Progressing in error as recommended by Fagbemi eventually becomes retrogressive and counterproductive. The position of the states is from an informed knowledge. They know what happens in Abuja where most of the federal revenue is spent. When federal law enforcement agencies come for them in the states, leaving the bigger culprits unscathed, it affects the national psyche and cripples all pretences to nationhood, fairness and justice.
There are many imperfections and distortions in 1999 constitution and the process of review is tortuous that in some critical areas, the intervention of the learned justices offers a safer and expedient route to the review for the general good of the nation. The seven-man panel must resist the blackmail of the federal government to dismiss the suit of the states. At the end, Nigeria remains a federal entity where the states willingly transferred some of their powers to the centre to hold in trust. In effect, states which are subregional groups are not subservient to the centre. They do not exist at the pleasure of the centre. The extent the centre wields powers, rather, is at the pleasure of the states.
Corruption and the battle against it is at the core of nationhood. Any country that is unable to evolve laws or agencies that will hold every agency or public office holder equally subject to the fundamental principles of accountability and fairness is doomed. It is incumbent on the Supreme Court to stand for Nigeria and national interest, not for the government in power.
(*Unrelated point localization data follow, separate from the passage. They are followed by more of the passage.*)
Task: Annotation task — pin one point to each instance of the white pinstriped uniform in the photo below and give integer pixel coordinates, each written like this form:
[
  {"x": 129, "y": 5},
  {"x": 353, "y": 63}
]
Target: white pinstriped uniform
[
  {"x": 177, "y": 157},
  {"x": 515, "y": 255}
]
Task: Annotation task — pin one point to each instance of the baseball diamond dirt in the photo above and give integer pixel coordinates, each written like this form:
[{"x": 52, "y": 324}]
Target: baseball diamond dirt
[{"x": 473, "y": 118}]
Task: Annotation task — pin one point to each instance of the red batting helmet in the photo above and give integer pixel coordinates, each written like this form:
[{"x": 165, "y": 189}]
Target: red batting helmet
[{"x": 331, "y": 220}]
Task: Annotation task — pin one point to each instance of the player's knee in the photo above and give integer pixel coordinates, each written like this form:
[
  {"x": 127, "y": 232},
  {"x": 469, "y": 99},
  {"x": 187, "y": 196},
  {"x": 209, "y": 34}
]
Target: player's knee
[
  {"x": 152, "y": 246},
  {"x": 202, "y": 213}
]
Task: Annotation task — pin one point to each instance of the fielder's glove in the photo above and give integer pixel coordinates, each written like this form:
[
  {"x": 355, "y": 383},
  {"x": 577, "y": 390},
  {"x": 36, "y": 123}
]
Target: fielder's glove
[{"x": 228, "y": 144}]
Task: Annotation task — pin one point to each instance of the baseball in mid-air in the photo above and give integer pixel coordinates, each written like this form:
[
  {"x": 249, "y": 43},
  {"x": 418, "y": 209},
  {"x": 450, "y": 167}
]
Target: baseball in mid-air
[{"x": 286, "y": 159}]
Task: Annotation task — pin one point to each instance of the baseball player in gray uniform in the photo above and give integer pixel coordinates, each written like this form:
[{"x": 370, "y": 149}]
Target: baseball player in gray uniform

For the 19 states, they must stand firm and resist the subtle arm-twisting tactics of Aso Rock to abort the suit. The remaining states should be doing the country immense favour if they rally round their peers and join the suit. At the end, it is not about the party in power, it is about building a progressive and development-oriented union.
When President Obasanjo frustrated then Governor Tinubu’s vision of building an independent power plant, he may have thought he was punishing the government of an opposition party. He did it while PDP was in power. Today, the same Tinubu is president. We cannot walk the same path all over again.
The Supreme Court must arise and deliver justice shorn of sentiments.